When creating an audio visual presentation with a professional company, you can generally rest assured that the AV crew will keep you armed with their expertise and knowledge in creating a gripping AV project. However, that does not mean that you do not need to do your homework.
It's worth highlighting more than once: You need to be hands on with any AV project. You can not simply give your crew a rough outline and let them work it out, or you may wind up with unsatisfying end results and nobody to blame but your own lack of communication.
In other words, you should try to learn a little something about how the process works, what equipment is used and so on, so that you will not be completely out of your element when discussing the project with your crew. In any event, your crew will provide their own equipment, but typically, any AV project will require some or all of the following.

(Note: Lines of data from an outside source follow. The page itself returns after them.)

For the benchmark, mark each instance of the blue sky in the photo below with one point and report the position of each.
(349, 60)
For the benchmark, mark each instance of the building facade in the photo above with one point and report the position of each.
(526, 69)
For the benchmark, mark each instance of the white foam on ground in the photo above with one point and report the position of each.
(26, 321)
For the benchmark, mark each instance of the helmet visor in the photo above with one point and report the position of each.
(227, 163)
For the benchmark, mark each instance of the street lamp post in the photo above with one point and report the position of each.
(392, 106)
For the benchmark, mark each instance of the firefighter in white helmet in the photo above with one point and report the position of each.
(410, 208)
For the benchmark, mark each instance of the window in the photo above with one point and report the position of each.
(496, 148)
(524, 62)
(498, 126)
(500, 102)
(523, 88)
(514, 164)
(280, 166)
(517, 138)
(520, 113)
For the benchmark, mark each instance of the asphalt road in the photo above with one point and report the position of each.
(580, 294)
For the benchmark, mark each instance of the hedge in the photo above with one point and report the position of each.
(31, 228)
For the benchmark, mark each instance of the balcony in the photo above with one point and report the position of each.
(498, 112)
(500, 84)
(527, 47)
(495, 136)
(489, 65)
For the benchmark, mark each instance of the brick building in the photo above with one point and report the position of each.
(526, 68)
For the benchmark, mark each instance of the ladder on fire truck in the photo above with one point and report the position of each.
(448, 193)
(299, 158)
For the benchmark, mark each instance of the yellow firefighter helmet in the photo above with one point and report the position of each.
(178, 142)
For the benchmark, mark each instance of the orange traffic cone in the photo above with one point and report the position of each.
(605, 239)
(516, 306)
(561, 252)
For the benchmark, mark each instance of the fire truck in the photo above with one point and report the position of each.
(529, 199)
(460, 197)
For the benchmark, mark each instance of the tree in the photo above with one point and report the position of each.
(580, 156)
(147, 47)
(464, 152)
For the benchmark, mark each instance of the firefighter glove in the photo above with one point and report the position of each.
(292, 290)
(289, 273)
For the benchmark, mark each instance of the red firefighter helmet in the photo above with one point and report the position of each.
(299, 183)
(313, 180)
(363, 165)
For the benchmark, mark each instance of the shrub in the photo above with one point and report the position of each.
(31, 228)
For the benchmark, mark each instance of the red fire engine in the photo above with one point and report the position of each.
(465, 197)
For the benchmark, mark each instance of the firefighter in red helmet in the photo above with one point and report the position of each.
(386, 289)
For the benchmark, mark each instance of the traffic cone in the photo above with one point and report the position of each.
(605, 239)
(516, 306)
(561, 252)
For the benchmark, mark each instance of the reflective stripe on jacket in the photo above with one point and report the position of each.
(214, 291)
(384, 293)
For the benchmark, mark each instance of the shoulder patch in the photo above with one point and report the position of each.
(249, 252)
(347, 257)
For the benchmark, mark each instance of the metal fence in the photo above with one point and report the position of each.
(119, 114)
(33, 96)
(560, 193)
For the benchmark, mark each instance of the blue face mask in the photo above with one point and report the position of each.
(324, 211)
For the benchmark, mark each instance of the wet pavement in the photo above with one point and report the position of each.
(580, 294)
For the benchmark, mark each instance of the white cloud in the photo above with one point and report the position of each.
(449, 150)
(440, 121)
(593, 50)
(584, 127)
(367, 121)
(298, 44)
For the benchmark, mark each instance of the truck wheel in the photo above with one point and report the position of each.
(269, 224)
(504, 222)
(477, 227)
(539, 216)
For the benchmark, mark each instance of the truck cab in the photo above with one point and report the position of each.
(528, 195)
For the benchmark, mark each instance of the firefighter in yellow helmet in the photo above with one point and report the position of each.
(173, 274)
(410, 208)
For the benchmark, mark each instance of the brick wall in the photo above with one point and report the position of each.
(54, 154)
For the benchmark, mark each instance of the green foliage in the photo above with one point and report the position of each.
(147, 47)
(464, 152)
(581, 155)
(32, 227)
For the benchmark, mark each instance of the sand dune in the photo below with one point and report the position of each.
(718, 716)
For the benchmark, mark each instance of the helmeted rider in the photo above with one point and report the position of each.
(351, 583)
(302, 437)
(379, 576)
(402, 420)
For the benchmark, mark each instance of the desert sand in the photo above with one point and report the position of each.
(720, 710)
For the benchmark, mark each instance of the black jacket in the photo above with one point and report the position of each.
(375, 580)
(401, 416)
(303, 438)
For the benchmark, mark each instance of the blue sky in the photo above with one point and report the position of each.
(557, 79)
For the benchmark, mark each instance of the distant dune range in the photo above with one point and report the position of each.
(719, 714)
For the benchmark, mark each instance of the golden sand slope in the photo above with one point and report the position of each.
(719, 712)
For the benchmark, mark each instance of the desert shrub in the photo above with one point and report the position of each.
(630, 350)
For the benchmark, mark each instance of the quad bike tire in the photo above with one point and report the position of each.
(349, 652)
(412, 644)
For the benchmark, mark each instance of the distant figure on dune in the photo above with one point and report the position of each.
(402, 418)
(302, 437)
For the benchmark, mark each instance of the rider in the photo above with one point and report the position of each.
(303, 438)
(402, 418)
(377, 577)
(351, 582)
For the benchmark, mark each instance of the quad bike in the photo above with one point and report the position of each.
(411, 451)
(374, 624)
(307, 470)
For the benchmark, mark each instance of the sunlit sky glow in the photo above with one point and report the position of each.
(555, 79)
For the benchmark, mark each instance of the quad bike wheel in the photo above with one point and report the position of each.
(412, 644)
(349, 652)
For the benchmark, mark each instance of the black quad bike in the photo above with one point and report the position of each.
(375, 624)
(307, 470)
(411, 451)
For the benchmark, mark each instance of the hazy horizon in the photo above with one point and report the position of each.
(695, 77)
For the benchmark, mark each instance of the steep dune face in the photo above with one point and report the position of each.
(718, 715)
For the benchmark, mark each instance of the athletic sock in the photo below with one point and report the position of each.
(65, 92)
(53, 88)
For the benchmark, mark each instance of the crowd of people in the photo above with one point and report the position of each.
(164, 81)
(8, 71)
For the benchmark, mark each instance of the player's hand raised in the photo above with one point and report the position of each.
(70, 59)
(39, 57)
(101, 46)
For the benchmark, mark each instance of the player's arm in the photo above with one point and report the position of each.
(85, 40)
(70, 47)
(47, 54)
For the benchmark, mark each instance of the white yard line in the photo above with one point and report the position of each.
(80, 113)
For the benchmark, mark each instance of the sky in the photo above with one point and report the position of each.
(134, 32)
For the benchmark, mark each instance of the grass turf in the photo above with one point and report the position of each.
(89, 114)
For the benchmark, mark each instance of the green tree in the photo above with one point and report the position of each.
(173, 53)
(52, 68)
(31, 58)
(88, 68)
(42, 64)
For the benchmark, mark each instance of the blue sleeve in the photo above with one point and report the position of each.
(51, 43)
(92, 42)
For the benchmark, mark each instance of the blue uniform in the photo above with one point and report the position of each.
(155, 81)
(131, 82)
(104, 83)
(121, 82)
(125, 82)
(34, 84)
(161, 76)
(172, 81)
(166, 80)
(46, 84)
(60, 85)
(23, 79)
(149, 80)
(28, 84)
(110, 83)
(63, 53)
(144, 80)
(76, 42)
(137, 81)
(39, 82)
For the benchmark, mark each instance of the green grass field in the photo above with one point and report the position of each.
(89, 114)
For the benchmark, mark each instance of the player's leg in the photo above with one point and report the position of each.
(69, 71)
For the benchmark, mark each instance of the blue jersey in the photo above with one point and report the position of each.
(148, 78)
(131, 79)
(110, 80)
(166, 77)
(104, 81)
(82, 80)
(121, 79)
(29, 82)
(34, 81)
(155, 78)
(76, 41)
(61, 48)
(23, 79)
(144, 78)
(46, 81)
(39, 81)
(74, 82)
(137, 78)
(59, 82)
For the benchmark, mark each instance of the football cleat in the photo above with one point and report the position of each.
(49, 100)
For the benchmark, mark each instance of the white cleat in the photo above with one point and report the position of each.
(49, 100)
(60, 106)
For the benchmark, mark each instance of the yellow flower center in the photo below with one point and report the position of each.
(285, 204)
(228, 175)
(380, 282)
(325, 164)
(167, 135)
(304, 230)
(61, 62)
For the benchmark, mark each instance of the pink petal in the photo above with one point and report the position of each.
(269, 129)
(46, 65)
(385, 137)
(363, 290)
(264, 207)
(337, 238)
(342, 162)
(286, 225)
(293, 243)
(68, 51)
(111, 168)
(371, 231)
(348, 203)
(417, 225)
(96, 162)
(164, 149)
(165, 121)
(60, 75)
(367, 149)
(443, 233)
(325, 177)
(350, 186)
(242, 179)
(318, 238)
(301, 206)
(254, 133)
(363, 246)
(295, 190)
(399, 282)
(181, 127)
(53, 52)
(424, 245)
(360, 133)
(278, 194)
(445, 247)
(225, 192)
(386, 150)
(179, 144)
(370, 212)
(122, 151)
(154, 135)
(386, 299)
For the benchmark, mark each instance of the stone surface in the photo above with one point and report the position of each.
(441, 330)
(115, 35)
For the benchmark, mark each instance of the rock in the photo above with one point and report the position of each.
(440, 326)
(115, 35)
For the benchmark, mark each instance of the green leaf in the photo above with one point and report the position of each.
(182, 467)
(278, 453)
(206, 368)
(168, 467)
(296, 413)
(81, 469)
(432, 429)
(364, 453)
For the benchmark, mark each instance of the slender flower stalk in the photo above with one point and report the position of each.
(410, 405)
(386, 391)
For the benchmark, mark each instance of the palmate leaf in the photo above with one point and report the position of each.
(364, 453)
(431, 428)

Projectors- Projectors have come a long way since the simple slide show and film projectors you might by thinking of. These days, most projectors rely on LCD and DLP technology. Basically, they're all digital. The upside to this is that you can project directly from a digital source such as a laptop or a zip drive.
Touch Panels- Think of this as a control board, but streamlined into a simple computer interface. Essentially a touch screen like you've seen on an ATM, but assigned the task of playing and switching various audio and video sources.
Mini DV (digital video) Cameras- If your project involves any live video, your crew will likely be using a professional grade Mini DV camera to gather the footage. High end Mini DV cameras offer a clean, professional look, at less than a single percentage of the cost of shooting on film.
Microphones- Every project is quite different when it comes to audio. One presentation may need boom mics to record live sound while another might need no actual audio work done at all. When speaking to a large audience, you'll probably be wearing a "lavalier" microphone, those small mics you see people clipping to their ties on talk shows.
Speakers- If you are speaking to a large audience and the setting where you'll be showing your audio visual project is not specifically set up for audio visual presentations, it may be wise to ask about wireless speakers. They're simply easier and quicker to set up and remove from the room. It's not always an option, but in any event, it never hurts to ask. Your audience is here to watch the presentation, after all, not to watch you and your crew spend a half hour plugging things in.
Luckily, you do not need to be an expert. After all, that's why we hire experts in the first place: because we're not experts, ourselves. Still, it's worth knowing a little bit about the equipment and how it works so that you can make specific requests and so that you can work out exactly what you want with your crew.